Product Placement in the Movies
Clearly the industry had to change and it has done just that. One of the innovations is in product placement. Product placement in movies has been around for a long time. Who could forget the Minis in the original ‘Italian Job’ — a placement that was successfully replayed in the remake. When James Bond switched to a BMW for 1995’s GoldenEye, it was big news. A Chevy Camaro was also a big hit in Transformers in 2007. We are all aware that the .44 Magnum is the ‘most powerful handgun in the world’ thanks to Clint Eastwood’s Dirty Harry. Such placements can have dramatic effects. After appearing in the 2004 comedy, Sideways, which features two friends on an extended wine-tasting tour, sales of the star’s favourite brand of Pinot Noir increased by 150%.
Product Placement on TV
Product placement has long been a feature of TV shows in the US and in 2011 the ban on its use in the UK was lifted by the BBC. This is a neat trick to get around digital recorders skipping advert breaks and has been used with great success. When it’s done well, it seems natural for the characters to be using the products and that can be a strong reinforcement for the brand.
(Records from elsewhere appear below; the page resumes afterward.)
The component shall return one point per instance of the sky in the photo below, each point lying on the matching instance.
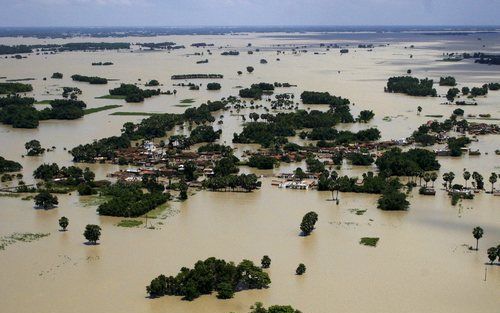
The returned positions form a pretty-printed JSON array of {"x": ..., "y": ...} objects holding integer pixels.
[{"x": 247, "y": 12}]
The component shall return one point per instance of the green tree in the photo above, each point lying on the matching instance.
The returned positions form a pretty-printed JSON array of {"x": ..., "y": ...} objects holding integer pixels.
[
  {"x": 92, "y": 233},
  {"x": 266, "y": 261},
  {"x": 301, "y": 269},
  {"x": 393, "y": 200},
  {"x": 33, "y": 148},
  {"x": 225, "y": 291},
  {"x": 45, "y": 200},
  {"x": 64, "y": 222},
  {"x": 308, "y": 222},
  {"x": 493, "y": 179},
  {"x": 467, "y": 176},
  {"x": 477, "y": 232},
  {"x": 492, "y": 254}
]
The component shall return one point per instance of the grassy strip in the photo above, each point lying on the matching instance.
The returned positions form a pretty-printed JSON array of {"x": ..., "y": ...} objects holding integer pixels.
[
  {"x": 99, "y": 109},
  {"x": 133, "y": 113},
  {"x": 112, "y": 97},
  {"x": 19, "y": 80},
  {"x": 369, "y": 241},
  {"x": 157, "y": 211},
  {"x": 43, "y": 102},
  {"x": 22, "y": 237},
  {"x": 358, "y": 211},
  {"x": 129, "y": 223}
]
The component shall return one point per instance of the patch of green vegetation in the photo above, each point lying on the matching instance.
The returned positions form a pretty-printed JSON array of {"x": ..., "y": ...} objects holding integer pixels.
[
  {"x": 112, "y": 97},
  {"x": 157, "y": 212},
  {"x": 20, "y": 237},
  {"x": 19, "y": 79},
  {"x": 129, "y": 223},
  {"x": 43, "y": 102},
  {"x": 358, "y": 211},
  {"x": 369, "y": 241},
  {"x": 133, "y": 113},
  {"x": 99, "y": 109}
]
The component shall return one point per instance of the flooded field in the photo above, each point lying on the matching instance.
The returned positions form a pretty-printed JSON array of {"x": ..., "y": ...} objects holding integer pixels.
[{"x": 422, "y": 262}]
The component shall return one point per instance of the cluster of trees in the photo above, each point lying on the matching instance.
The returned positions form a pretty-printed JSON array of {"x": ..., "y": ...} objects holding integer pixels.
[
  {"x": 342, "y": 137},
  {"x": 395, "y": 162},
  {"x": 67, "y": 176},
  {"x": 393, "y": 199},
  {"x": 278, "y": 127},
  {"x": 9, "y": 166},
  {"x": 149, "y": 128},
  {"x": 493, "y": 254},
  {"x": 196, "y": 76},
  {"x": 246, "y": 182},
  {"x": 92, "y": 233},
  {"x": 45, "y": 200},
  {"x": 215, "y": 147},
  {"x": 213, "y": 86},
  {"x": 447, "y": 81},
  {"x": 258, "y": 307},
  {"x": 262, "y": 162},
  {"x": 13, "y": 88},
  {"x": 93, "y": 80},
  {"x": 204, "y": 133},
  {"x": 128, "y": 200},
  {"x": 256, "y": 90},
  {"x": 456, "y": 144},
  {"x": 365, "y": 116},
  {"x": 308, "y": 222},
  {"x": 210, "y": 275},
  {"x": 314, "y": 97},
  {"x": 153, "y": 83},
  {"x": 132, "y": 93},
  {"x": 371, "y": 183},
  {"x": 34, "y": 148},
  {"x": 411, "y": 86}
]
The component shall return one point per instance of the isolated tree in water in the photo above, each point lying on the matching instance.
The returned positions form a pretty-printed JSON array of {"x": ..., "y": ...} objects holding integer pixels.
[
  {"x": 308, "y": 222},
  {"x": 92, "y": 233},
  {"x": 64, "y": 222},
  {"x": 492, "y": 254},
  {"x": 45, "y": 200},
  {"x": 478, "y": 234},
  {"x": 266, "y": 261},
  {"x": 301, "y": 269}
]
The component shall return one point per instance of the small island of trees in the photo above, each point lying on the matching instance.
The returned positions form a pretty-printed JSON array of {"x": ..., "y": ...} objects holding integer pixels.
[
  {"x": 208, "y": 276},
  {"x": 411, "y": 86}
]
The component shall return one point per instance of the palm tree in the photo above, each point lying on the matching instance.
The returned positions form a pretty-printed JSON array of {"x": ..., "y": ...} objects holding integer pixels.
[
  {"x": 427, "y": 178},
  {"x": 433, "y": 178},
  {"x": 493, "y": 180},
  {"x": 451, "y": 177},
  {"x": 466, "y": 177},
  {"x": 477, "y": 232},
  {"x": 446, "y": 178}
]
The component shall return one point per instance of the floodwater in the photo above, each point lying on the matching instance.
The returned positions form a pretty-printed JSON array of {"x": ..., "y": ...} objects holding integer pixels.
[{"x": 421, "y": 264}]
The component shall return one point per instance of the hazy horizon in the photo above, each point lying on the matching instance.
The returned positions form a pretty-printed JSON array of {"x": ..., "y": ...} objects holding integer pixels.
[{"x": 209, "y": 13}]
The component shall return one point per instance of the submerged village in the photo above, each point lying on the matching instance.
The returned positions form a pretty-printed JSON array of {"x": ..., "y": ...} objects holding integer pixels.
[{"x": 259, "y": 136}]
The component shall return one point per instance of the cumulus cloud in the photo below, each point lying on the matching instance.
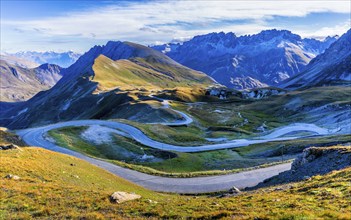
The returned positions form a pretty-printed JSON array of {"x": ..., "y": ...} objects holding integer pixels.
[{"x": 148, "y": 21}]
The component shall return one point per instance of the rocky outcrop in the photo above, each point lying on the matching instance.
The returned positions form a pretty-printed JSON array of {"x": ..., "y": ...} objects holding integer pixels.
[
  {"x": 8, "y": 147},
  {"x": 313, "y": 161},
  {"x": 120, "y": 197}
]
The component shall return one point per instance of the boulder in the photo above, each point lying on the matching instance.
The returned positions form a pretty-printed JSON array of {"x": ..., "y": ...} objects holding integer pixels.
[
  {"x": 234, "y": 190},
  {"x": 8, "y": 147},
  {"x": 120, "y": 197},
  {"x": 14, "y": 177}
]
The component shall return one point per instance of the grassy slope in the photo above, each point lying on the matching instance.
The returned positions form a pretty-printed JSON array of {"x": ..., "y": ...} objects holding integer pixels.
[
  {"x": 125, "y": 152},
  {"x": 51, "y": 187},
  {"x": 148, "y": 74}
]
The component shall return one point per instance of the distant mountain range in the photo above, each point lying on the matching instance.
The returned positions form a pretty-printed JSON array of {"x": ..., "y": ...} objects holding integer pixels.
[
  {"x": 64, "y": 59},
  {"x": 105, "y": 82},
  {"x": 16, "y": 61},
  {"x": 263, "y": 59},
  {"x": 333, "y": 67},
  {"x": 19, "y": 83}
]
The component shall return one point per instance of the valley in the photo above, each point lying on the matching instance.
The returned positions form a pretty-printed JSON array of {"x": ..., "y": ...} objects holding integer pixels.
[{"x": 247, "y": 125}]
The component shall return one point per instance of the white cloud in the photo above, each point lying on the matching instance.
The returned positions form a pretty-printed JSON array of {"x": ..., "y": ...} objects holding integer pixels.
[
  {"x": 329, "y": 31},
  {"x": 147, "y": 22}
]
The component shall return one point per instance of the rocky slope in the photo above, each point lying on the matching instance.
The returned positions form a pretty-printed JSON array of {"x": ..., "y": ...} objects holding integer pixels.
[
  {"x": 329, "y": 68},
  {"x": 313, "y": 161},
  {"x": 103, "y": 83},
  {"x": 247, "y": 61},
  {"x": 13, "y": 60},
  {"x": 19, "y": 83}
]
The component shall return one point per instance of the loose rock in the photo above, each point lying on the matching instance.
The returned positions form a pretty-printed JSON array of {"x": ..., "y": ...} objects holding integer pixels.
[
  {"x": 120, "y": 197},
  {"x": 8, "y": 147},
  {"x": 14, "y": 177}
]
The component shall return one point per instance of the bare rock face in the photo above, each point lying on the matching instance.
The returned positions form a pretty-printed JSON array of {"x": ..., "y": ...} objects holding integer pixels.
[
  {"x": 120, "y": 197},
  {"x": 313, "y": 161}
]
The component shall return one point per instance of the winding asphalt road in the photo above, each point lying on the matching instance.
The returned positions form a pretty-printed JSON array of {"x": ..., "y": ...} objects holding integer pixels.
[
  {"x": 240, "y": 180},
  {"x": 35, "y": 137},
  {"x": 140, "y": 137}
]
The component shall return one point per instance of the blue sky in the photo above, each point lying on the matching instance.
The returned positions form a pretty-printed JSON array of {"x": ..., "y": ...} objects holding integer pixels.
[{"x": 78, "y": 25}]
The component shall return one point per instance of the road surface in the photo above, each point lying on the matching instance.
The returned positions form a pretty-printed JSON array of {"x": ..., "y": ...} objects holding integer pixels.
[
  {"x": 161, "y": 184},
  {"x": 140, "y": 137}
]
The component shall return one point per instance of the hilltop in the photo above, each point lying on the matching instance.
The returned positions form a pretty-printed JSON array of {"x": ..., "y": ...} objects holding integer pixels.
[{"x": 114, "y": 79}]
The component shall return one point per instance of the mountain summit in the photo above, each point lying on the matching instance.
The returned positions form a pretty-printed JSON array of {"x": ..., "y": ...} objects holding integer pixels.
[
  {"x": 329, "y": 68},
  {"x": 104, "y": 82},
  {"x": 266, "y": 58}
]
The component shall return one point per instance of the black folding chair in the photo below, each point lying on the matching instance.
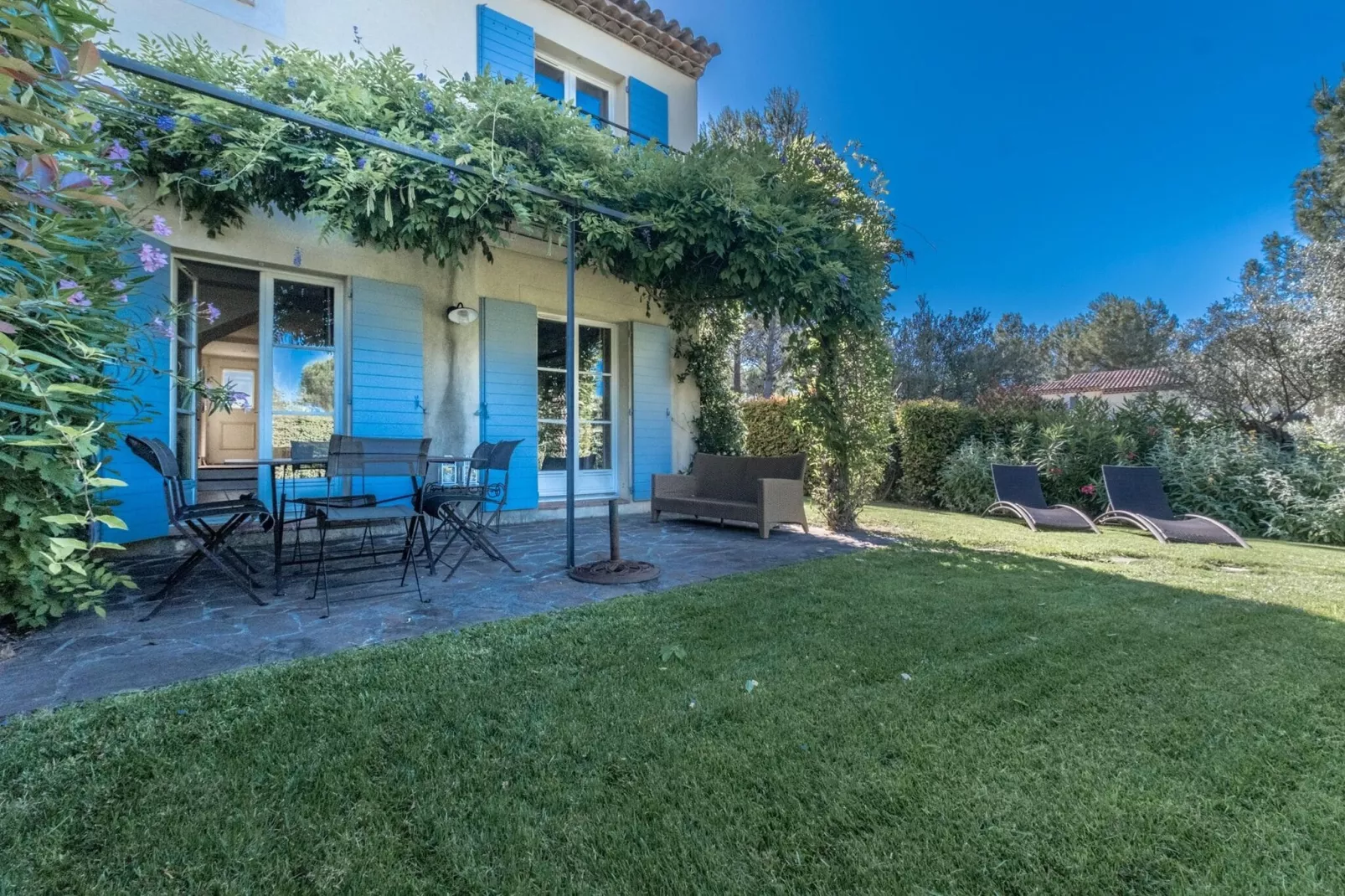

A powerful type of advertising occurs when a trusted or admired personality uses a particular product without being paid to do so. Many car enthusiasts will be familiar with Top Gear, where the presenters get to test out all sorts of motoring exotica between going off on exciting adventures and destroying caravans. Motor-industry execs are rarely, if ever, allowed anywhere near the programme. Product placement is also still banned by the BBC, so we can be sure that reviews of cars featured are unbiased. Wouldn’t it be interesting to find out what Jeremy Clarkson drives when he has to spend his own money? It turns out he has owned a succession of Mercedes AMG sports cars and the cars have also featured extensively on the show. The coverage is excellent news for the company and thanks to Top Gear the AMG has grown in popularity.
Using New Media Platforms
Prestige brands especially need to engage with their market in an intelligent way. One example is to use social-media platforms, personalities and new broadcast channels to reach the desired audience. A good example of this is the YouTube video from Mercedes, where the magician Dynamo and racing driver David Coulthard combine to make an intelligent and entertaining piece, which most would not recognise as advertising. And that may just be the point.